Executive Order 9066

It’s D-Day- a day when we remember the men who stormed the beaches at Normandy to fight for truth, justice, and the American way. Well, not quite the American way. If they’d been fighting for the American way, they would have sided with the Axis powers and world history would remember our nation a lot differently. You see, WWII era America has some skeletons in its closet- namely, Executive Order 9066. What’s Executive Order 9066? No, it’s not one of Trump’s executive orders he jammed through at the last minute to make it look like he’d accomplished more in his first 100 days than he actually had. For one thing, 9066 actually accomplished something: it authorized the sending of 120,000 Japanese American men, women and children to concentration camps within the U.S. during WWII. Trump wishes he could be that effective- no, really, he does. He’s currently over on Twitter screaming about his travel ban and how it’s necessary to keep Americans safe- which, strangely enough, is the same reasoning FDR used when he approved of 9066.

 

Executive Order 9066 allowed for the declaration of certain areas as military zones by the Secretary of War, meaning that any residents who were deemed a threat to the safety of the US could be detained until the Secretary of War saw fit. At the time of its inception, E.O. 9066 included Italian Americans, German Americans, and Japanese Americans- but the Japanese were the ones subjected to the worst atrocities of being a prisoner of war in their own country. While German and Italian Americans were detained, the rates at which they were held were far less than that of Japanese Americans (11,000 for the Germans and 3,000 for the Italians).  The Japanese Americans by and large got the short end of the discrimination stick.

 

Now, the argument presented in favor of imprisoning several thousand Japanese Americans was based on the invasion of Pearl Harbor and the possibility of collusion with Japan, and if the rounding up of the Hawaiian Japanese Americans had been as thorough as that of the West Coast, perhaps this reasoning could be understandable. However, despite the Japanese making up more than 40% of the Hawaiian population, just a few thousand were actually detained there. Furthermore, a month before the attack, FDR had commissioned a secret study to determine whether or not Japanese Americans posed a threat to the U.S.- and they did not. But, similar to how Muslim Americans who are fully U.S. citizens, born and raised here, are currently experiencing fear and hatred at the hands of their fellow citizens, Americans looked around, picked the odd group out, and decided that they didn’t deserve the same freedoms as the rest of us, because apparently, no matter how much of a citizen you are, it doesn’t count if you don’t look like the people in your new country.
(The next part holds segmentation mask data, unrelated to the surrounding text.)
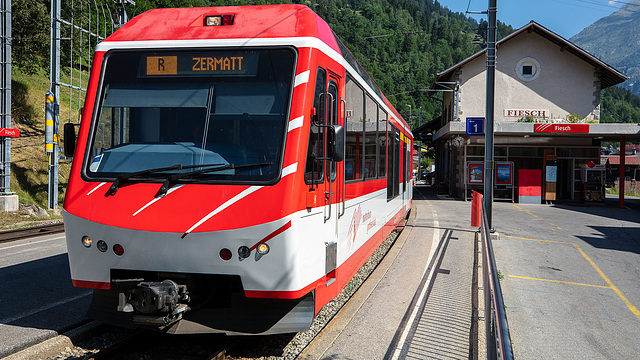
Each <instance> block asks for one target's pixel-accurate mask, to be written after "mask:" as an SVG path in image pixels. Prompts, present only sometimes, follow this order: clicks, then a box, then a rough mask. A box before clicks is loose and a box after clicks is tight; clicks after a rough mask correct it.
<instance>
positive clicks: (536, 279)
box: [509, 275, 611, 289]
mask: <svg viewBox="0 0 640 360" xmlns="http://www.w3.org/2000/svg"><path fill="white" fill-rule="evenodd" d="M509 277H512V278H516V279H526V280H538V281H548V282H557V283H561V284H571V285H580V286H590V287H599V288H603V289H611V286H604V285H591V284H582V283H574V282H571V281H560V280H551V279H539V278H530V277H526V276H517V275H509Z"/></svg>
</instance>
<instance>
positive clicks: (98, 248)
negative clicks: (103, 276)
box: [96, 240, 109, 252]
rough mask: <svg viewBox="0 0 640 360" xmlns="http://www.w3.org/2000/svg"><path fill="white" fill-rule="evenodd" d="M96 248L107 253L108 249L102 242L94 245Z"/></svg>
mask: <svg viewBox="0 0 640 360" xmlns="http://www.w3.org/2000/svg"><path fill="white" fill-rule="evenodd" d="M96 246H97V247H98V250H100V251H102V252H105V251H107V249H108V248H109V247H108V246H107V243H106V242H104V240H99V241H98V243H97V244H96Z"/></svg>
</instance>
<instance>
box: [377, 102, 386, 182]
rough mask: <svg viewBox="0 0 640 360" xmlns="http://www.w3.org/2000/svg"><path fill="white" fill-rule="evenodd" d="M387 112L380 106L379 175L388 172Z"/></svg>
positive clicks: (378, 176) (379, 108) (378, 160)
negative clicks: (381, 107)
mask: <svg viewBox="0 0 640 360" xmlns="http://www.w3.org/2000/svg"><path fill="white" fill-rule="evenodd" d="M386 166H387V113H386V112H385V111H384V110H382V108H381V107H378V177H380V178H383V177H385V175H386V174H387V172H386V169H387V168H386Z"/></svg>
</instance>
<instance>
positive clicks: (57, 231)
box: [0, 222, 64, 243]
mask: <svg viewBox="0 0 640 360" xmlns="http://www.w3.org/2000/svg"><path fill="white" fill-rule="evenodd" d="M61 232H64V224H63V223H62V222H60V223H56V224H47V225H38V226H31V227H28V228H21V229H12V230H4V231H0V243H3V242H9V241H14V240H19V239H26V238H29V237H32V236H39V235H47V234H56V233H61Z"/></svg>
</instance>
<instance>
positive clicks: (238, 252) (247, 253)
mask: <svg viewBox="0 0 640 360" xmlns="http://www.w3.org/2000/svg"><path fill="white" fill-rule="evenodd" d="M250 255H251V249H249V248H248V247H246V246H240V247H239V248H238V256H240V259H246V258H248V257H249V256H250Z"/></svg>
And so, in a combined total of an hour and a half between both House and Senate (both approved unanimously), 9066 was passed, thereby authorizing the thing we were supposedly at war fighting against in Europe.

 

Now, Little Orphan Annie’s favorite president approved of this mess, but it was actually enforced by one Karl Bendesten, who authored a little gem called Public Law 503. Public Law 503 allowed the enforcement of E.O. 9066 by making noncompliance a jailable offense with a $5,000 fine. The Japanese Americans had already lost their businesses and banks, but now, they lost their homes and their families. They were forced to spend freezing cold winters and burning hot summers in shacks, in areas surrounded by barbed wire. And when they tried to step up and demand that their rights as citizens be acknowledged, they were shot down- in one particular case, Korematsu v US, the Supreme Court ruled that 9066 was, in fact, lawful, because the circumstances were that of “emergency and peril.”

 

Executive Order 9066 was suspended in 1944, and the camps were shut down in 1946. The people who’d been interned, over two-thirds of whom were U.S. citizens, had lost their homes, jobs, property and savings. People born in Japan could not get U.S. citizenship after 9066 until 1952. In 1980, forty years afterwards, a bipartisan federal commission known as the Commission on Wartime Relocation and Internment of Civilians was founded to look into good old 9066- and found that it was completely unjustified, determining that the decision to imprison American citizens was based on “race prejudice, war hysteria, and a failure of personal leadership.” Sound familiar? And the best part of this whole shitshow? None of the people who’d been abused at the hands of their own government were ever found guilty of either sabotage or espionage.

 

What can be learned from this? How about we start by looking at the world today? We find ourselves again in a situation where we are in armed conflict with countries that Americans have come from, but maybe this time, we can remember that being from a different country does not automatically mean someone wants the destruction of American ideals. If anything, coming to America means that they want these ideals as much as someone who is born in America does, if not more. Families don’t pack up and leave everything they know to destroy their new home; and if you think that they would, you need to look deep inside yourself, at your own heart, and at what kind of person you actually are. None of the people incarcerated by Executive Order 9066 were guilty of the crimes they were accused of; how many more innocents have to suffer because you’re scared of people who don’t look like you?